The event opens with Swiss artists Denis Rollet and Francisco Meirino continuing their explorative duo utilizing homemade electronic devices, quotidian objects, modular synthesis and pensive soundscapes.
Following, sonic and performance artist Jenny Gräf performs her unique style of experimental electronica -- invoking immersion and rupture and exploring changing perceptions of diegesis and space.
The evening continues with visual artist and composer Joe Colley presenting visceral electronics that concentrate on the instigation of unstable situations unique to the composition of random sound.
Closing the night, Alexandra Brandon presents her TRNSGNDR/VHS project -- a sound combining noise and pop music sampling that thematically addresses questions of gender, race, and identity. Her performance follows recent works released on Halcyon Veil and DISCWOMAN, a New York-based platform, collective, and booking agency representing and showcasing cis women, trans women and genderqueer talent in electronic music.

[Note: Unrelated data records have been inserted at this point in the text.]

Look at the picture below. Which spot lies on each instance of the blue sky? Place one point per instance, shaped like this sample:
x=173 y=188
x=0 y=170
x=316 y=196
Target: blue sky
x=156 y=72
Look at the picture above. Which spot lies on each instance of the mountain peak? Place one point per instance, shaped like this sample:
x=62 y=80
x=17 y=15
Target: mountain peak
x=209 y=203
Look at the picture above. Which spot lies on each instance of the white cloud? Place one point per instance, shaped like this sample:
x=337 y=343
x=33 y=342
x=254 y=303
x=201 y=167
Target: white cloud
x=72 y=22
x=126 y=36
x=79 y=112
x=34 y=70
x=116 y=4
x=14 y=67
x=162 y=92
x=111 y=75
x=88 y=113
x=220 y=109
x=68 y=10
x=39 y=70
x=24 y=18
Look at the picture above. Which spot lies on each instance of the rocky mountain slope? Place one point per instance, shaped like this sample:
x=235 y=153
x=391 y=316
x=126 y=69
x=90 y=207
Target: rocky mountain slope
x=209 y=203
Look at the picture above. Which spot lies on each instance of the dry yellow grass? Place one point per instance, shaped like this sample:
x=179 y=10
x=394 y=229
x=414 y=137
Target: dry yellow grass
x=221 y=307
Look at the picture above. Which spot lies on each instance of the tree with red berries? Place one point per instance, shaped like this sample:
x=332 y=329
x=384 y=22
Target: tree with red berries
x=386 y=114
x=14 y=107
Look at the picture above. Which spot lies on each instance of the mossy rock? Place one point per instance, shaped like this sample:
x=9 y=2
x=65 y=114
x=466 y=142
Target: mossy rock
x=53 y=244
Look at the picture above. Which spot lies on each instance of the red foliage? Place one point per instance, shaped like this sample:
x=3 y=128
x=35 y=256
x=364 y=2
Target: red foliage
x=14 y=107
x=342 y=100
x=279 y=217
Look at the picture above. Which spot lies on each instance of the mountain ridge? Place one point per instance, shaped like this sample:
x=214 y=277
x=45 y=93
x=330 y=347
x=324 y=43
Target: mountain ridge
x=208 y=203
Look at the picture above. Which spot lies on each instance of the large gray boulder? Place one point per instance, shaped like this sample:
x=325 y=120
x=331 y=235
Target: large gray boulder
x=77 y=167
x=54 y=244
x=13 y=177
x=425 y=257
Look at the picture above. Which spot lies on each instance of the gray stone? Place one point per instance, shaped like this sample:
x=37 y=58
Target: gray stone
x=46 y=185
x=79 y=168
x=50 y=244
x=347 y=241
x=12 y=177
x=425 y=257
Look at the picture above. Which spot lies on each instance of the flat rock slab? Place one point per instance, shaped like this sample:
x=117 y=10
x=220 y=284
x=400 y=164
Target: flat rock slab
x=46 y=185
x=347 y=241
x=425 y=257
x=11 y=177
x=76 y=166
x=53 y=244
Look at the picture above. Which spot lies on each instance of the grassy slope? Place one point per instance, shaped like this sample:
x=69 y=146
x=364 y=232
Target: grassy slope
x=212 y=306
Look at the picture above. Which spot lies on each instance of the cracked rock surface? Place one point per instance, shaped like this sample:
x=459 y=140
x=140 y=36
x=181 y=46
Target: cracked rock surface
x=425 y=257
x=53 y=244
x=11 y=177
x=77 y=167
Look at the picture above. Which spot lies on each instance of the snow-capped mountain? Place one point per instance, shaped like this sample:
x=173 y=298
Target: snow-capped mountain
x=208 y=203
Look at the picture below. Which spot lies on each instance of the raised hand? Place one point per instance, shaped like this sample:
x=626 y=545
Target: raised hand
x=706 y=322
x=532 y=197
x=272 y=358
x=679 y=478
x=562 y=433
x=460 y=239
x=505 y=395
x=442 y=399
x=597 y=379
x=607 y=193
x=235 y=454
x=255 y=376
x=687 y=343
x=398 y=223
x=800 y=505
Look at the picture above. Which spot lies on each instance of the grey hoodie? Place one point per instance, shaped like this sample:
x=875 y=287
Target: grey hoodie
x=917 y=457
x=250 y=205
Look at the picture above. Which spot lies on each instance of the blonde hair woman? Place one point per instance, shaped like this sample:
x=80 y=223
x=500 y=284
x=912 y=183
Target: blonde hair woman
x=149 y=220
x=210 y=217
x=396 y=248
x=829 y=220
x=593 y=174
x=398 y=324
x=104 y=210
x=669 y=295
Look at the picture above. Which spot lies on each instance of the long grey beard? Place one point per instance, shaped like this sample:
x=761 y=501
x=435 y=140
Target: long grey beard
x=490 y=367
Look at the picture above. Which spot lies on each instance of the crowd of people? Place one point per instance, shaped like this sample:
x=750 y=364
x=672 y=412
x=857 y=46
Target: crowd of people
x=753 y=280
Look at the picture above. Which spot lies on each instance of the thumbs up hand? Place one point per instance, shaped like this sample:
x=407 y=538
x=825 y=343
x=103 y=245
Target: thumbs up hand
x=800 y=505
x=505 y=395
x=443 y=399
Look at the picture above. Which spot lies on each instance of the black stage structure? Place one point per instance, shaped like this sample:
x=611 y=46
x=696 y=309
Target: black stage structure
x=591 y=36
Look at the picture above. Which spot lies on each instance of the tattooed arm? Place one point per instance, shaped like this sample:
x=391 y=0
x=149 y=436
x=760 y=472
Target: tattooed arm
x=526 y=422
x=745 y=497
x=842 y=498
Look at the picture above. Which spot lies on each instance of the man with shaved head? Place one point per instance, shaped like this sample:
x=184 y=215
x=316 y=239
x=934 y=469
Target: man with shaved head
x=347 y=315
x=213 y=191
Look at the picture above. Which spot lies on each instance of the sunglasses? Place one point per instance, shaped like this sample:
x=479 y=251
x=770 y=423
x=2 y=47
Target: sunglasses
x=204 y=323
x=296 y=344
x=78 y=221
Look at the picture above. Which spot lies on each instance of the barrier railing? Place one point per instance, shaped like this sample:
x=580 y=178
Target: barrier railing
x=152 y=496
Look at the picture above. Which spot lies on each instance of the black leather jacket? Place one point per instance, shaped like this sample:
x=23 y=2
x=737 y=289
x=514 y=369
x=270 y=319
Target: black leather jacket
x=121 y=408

The 2017 Ende Tymes Festival of Noise and Experimental Liberation is the seventh annual celebration of Noise, Experimental Music, and Sound Art in outer NYC. Ende Tymes VII presents ~50 artists over the course of four nights April 27th - 30th, in Brooklyn NY at ISSUE Project Room and Silent Barn (where it was born in 2011). The schedule is a densely packed lineup featuring a wide variety of street-level experimental music and noise art: abstract / experimental / avant-garde music, harsh noise, drone, and "unclassifiable" sound artists.